Leveraging the Python API to clone content from one Web GIS to another can be thought of as _"propagating content that **appears** to be a copy of the original content."_. Given all the different content and item types, possible Enterprise configurations, potential ArcGIS Online Organization arrangements, security considerations, and item dependencies, just to name a few variables, `clone_items()` aims to _propagate_ an exact duplicate of one item with all its uses and functionality from an original portal to a second portal, but there may be circumstances, which can not all possibly be listed, predicted or defined, that lead the clone to come close but not quite produce an identical copy. In addition, the variety of means for publishing items creates varying possibilities for supported, related, or source items created during the publishing process. The relationship between any supported, related, or source items must be considered when cloning an item. For example, the overwrite functionality will not be available on cloned hosted feature layer items because they do not have a source document from which they were published. The FAQ [here](https://doc.arcgis.com/en/arcgis-online/reference/faq.htm#DELETE_SRC) provides important information regarding source items in ArcGIS Online. But...given our education on `cloning`, we now know that cloning only gurantees the second piece of content **appear** to be a copy of the original. It's important to temper these expectations when thinking about the Python API [`clone_items()`](https://developers.arcgis.com/python/api-reference/arcgis.gis.toc.html#arcgis.gis.ContentManager.clone_items) function. There may be times some items will not migrate. 

When talking about cloning items, let's establish some basic terminology.  Cloning can refer to all kinds of transfer, from ArcGIS Enterprise to ArcGIS Online, Enterprise to Enterprise, or ArCGIS Online to Enterprise. (The GIS Community infrequently discusses the need to clone between two distinct ArcGIS Online Organiztions.) Rather than tangle ourselves up when trying to distinguish between these portal types while writing about them, we'll refer to the portal or organization where the content originates as the _source_ regardless of portal type. We'll consider the portal or organization to which we'll clone content as the _target_. Done.

Source `content` does not exist in isolation. Any content must be owned by a [`user`](https://developers.arcgis.com/python/api-reference/arcgis.gis.toc.html#user). If you don't plan on using the initial administrator account to own the cloned content, you must create the user accounts you plan to own the content. The `clone_items()` function was not designed to clone `users`, so if you want to duplicate the users from the source portal, check out the [`Clone Portal users, groups and content`](../sample-notebooks/clone-portal-users-groups-and-content/#Copy-Users) sample notebook on how to define functions that can copy `user` objects. 

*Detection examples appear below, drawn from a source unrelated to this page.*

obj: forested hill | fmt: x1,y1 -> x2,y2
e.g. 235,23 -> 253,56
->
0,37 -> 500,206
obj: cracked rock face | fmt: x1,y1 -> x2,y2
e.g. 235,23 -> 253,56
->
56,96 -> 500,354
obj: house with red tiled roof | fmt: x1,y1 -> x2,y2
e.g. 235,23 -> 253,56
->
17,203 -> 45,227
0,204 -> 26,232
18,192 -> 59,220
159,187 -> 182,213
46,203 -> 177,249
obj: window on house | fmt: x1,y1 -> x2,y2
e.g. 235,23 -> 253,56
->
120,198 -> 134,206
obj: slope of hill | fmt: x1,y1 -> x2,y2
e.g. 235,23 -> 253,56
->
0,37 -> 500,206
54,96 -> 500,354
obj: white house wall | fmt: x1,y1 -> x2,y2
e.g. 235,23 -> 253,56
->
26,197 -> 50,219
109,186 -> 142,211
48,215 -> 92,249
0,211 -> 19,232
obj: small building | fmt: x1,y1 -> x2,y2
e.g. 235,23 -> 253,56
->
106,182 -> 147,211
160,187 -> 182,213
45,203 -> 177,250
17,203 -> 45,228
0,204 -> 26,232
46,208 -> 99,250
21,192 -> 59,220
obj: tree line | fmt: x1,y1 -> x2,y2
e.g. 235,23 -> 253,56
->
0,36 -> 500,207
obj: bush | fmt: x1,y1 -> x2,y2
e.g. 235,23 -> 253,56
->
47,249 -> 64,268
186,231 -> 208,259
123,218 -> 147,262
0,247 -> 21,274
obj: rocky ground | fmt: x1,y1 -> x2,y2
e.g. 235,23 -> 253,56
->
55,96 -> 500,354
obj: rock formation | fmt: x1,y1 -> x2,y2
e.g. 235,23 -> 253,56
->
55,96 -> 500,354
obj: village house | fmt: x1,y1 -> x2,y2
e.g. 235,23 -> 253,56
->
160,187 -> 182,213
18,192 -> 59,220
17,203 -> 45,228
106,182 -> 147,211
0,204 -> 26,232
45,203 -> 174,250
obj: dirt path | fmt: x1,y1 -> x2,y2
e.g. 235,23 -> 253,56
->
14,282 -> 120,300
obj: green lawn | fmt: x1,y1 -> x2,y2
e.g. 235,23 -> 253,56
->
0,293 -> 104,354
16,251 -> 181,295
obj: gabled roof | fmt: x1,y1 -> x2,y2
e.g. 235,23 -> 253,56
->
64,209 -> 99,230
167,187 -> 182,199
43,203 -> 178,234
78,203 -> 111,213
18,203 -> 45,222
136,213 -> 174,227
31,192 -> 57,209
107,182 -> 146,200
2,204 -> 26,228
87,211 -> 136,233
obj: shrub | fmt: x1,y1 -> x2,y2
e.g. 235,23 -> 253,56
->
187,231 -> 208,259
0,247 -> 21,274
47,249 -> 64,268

This document illustrates the straightforward workflow of gathering all the source items using a source administrator account, and cloning them into a target administrator account.  This gaurantees the user account possesses all necessary privileges within that target to create the item and data. The target administrator subsequently can create user accounts and reassign item ownership and/or group membership according to need. This might also be the simplest workflow when the portal has users managed by an external identity store rather than using built-in accounts.

As originally written, Python API developers designed the `clone_items()` function for copying the following item types:
 * Hosted Web Applications built with Web AppBuilder or shared using Configurable App Templates
 * Web Maps
 * Hosted Feature Layers
 * Hosted Feature Layer Views
 * Feature Collections
 * Survey123 Forms
 * Workforce Projects
 * Story Maps
   * References to web maps and applications will not be cloned. The new story map will continue to point to the original maps and applications.
 * Simple Types
   * Those items with a download, including file geodatabases, shapefiles, code samples, zip files, and packages amongst others
 * Operation Views
 * Dashboards
 * Feature Collections

`clone_items()` clones all dependencies for the more complex items listed above. For example, cloning an existing web application, clones the web map and all hosted feature layers referenced in the map.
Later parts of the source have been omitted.